Levou um segundo para que Henry entendesse a quem Nicolas se referia. Quando o fez, pressionou o corpo do soldado contra a parede.

— Você não sabe de nada, seu cretino, não fale sobre ela...

Nicolas afastou o corpo do ordinário com um empurrão e acertou um soco em seu queixo. Henry desequilibrou-se, mas não caiu. Levou a mão ao rosto e deu um passo de volta em direção ao soldado que apontou o dedo em riste.

— Se você se aproximar de novo de mim, fica sem água por três dias — declarou.

— Henry! — Clara se aproximou correndo, com o pavor estampado no rosto — Afaste-se dele!

— Essa lição é para todo mundo — continuou Nicolas. — É especialmente para quem ainda não sabe quem é — acrescentou, lançando um olhar de puro desprezo a Henry.

— O que você fez? — Clara gritou, histérica — Henry, você está bem?

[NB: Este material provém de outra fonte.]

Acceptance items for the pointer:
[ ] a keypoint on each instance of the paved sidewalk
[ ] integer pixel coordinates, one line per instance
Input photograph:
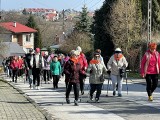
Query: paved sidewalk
(52, 103)
(14, 106)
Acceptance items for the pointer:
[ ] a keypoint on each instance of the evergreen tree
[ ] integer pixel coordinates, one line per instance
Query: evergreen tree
(155, 14)
(84, 23)
(102, 38)
(37, 38)
(117, 24)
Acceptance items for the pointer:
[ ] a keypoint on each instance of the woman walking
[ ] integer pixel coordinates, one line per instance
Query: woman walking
(96, 69)
(55, 68)
(150, 66)
(73, 69)
(117, 65)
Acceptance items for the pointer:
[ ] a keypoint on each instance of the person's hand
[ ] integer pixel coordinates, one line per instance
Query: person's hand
(142, 75)
(109, 72)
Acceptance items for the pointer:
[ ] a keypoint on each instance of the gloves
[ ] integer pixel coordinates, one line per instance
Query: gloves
(109, 72)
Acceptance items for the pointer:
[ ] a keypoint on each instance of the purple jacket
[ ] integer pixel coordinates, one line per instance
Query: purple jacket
(72, 71)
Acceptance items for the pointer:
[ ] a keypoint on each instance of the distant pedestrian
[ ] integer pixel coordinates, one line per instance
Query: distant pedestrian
(46, 68)
(101, 58)
(37, 63)
(150, 66)
(73, 69)
(97, 71)
(29, 67)
(66, 75)
(56, 70)
(15, 68)
(117, 65)
(83, 61)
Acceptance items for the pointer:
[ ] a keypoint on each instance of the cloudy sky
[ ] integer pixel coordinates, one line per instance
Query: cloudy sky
(56, 4)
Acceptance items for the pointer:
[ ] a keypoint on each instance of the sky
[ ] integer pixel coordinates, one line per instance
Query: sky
(54, 4)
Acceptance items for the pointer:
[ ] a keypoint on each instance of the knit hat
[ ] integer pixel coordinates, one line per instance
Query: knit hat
(79, 49)
(152, 46)
(37, 50)
(98, 50)
(118, 50)
(96, 54)
(73, 52)
(46, 53)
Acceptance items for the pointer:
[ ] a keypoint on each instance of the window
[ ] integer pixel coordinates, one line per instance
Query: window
(28, 36)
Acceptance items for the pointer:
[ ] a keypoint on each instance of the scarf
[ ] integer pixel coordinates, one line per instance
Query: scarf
(94, 61)
(75, 60)
(117, 57)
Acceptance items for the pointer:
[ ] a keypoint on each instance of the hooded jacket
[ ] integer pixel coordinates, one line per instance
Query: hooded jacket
(114, 65)
(150, 63)
(96, 69)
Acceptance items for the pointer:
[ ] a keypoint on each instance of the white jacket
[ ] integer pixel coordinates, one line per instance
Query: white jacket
(97, 71)
(114, 65)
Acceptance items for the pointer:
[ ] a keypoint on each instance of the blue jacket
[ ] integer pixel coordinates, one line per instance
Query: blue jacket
(55, 68)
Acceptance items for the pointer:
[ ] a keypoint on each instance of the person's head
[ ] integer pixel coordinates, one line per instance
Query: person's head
(98, 51)
(79, 49)
(117, 51)
(43, 53)
(96, 56)
(55, 58)
(74, 54)
(46, 53)
(31, 51)
(37, 50)
(152, 46)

— Estou, estou — respondeu, afastando Clara de si. Nicolas também já se afastava, mas precisou respirar fundo para se acalmar — Estou bem.

— Por que ele te bateu? O que você fez?

— Nada...

— Esse soldado não costuma ser agressivo, por que ele te bateri...

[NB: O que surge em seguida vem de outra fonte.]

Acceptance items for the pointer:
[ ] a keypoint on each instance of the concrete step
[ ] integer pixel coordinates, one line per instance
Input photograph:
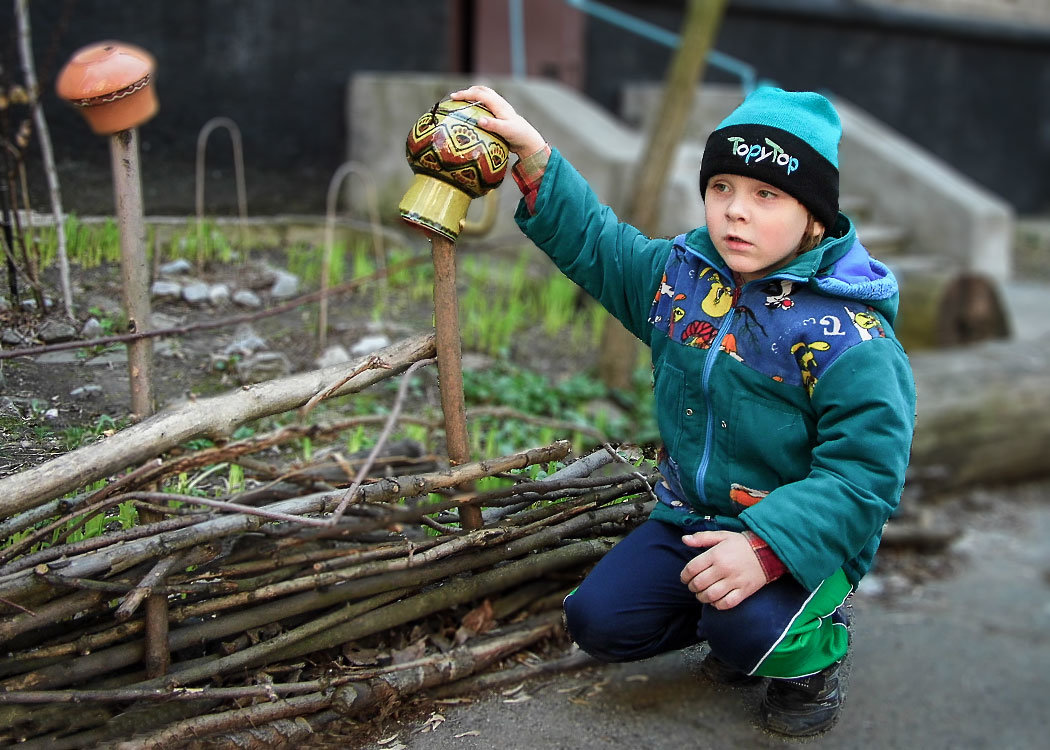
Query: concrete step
(882, 240)
(858, 208)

— Caramba, Clara, já disse que não sei! — respondeu, mais ríspido do que gostaria. Nicolas conseguira deixá-lo uma pilha de nervos. Notando o olhar ofendido da moça, suavizou o tom — O que você está fazendo aqui? Daqui a pouco vão começar a distribuição.

Estavam muito afastados da área residencial e de plantio da província, e naquele local deserto, a não ser pelas muralhas, não receberiam nada.

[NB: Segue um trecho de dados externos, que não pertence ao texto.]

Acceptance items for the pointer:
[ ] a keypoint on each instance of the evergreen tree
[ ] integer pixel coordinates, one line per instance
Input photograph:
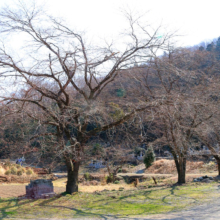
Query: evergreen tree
(210, 47)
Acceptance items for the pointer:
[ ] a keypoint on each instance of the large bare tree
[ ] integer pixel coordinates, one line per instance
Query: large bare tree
(182, 90)
(60, 77)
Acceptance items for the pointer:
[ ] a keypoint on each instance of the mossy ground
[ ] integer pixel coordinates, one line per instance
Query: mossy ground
(133, 202)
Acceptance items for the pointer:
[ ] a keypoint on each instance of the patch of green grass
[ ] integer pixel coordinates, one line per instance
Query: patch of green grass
(121, 203)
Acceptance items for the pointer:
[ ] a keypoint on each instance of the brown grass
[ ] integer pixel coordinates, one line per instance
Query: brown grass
(164, 166)
(2, 171)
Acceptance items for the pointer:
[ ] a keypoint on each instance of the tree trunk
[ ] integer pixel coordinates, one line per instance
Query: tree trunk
(181, 171)
(72, 177)
(218, 163)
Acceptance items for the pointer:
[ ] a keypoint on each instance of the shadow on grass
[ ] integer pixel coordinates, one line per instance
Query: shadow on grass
(11, 203)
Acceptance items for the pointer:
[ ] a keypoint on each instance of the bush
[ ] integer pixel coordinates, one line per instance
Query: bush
(18, 166)
(149, 157)
(7, 172)
(8, 163)
(19, 172)
(13, 170)
(23, 170)
(87, 176)
(109, 179)
(29, 172)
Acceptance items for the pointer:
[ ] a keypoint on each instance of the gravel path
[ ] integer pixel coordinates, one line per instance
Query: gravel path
(209, 211)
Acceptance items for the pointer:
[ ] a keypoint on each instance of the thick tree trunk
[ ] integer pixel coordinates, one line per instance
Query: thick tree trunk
(218, 163)
(72, 177)
(181, 169)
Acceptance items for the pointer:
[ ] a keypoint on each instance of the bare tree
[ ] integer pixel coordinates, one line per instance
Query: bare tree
(177, 83)
(62, 77)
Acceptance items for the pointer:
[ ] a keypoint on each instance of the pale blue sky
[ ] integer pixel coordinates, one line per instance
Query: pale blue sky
(197, 20)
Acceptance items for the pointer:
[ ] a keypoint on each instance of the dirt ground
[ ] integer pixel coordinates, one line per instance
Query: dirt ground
(15, 190)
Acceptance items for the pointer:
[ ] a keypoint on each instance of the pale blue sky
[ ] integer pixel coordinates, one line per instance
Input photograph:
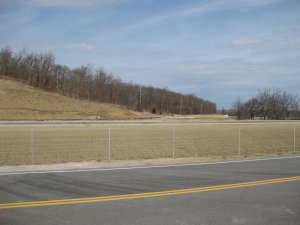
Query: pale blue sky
(213, 48)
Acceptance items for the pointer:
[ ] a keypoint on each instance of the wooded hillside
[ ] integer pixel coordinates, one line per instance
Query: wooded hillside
(83, 82)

— Eu estava procurando você — respondeu, com os olhos baixos.

— Não faça mais isso — retrucou de súbito. Diante do segundo olhar machucado de Clara, forçou-se a dizer algo gentil. — Você não pode correr o risco de perder sua água ou sua comida, está bem? É perigoso — disse, suavemente, controlando-se da melhor maneira que podia, vestindo uma vez mais a máscara de invulnerabilidade a que estava acostumado. — Eu precisava pensar um pouco, ficar sozinho, mas também dei bobeira.

Clara assentiu com o olhar preocupado.

— Agora vamos voltar porque preciso ver se continuo bonito o suficiente.

A moça riu.

— Acho que não vai ficar marca.

— Falam que cicatrizes são charmosas.

Clara riu mais uma vez.

— Tenho certeza que em você sim.

Mas Henry não estava mais escutando. Caminharam em silêncio até avistarem as filas que já se formavam a partir da muralha. Com um aceno automático da cabeça, afastou-se de Clara.

O queixo latejava lentamente, porém sentia que Nicolas havia o afetado de outras formas. Formas muito mais profundas e dolorosas. Estar vivo doía, e ouvir verdades também, percebeu.

Avançou a passos largos procurando com o seu, o único olhar que poderia acalmá-lo.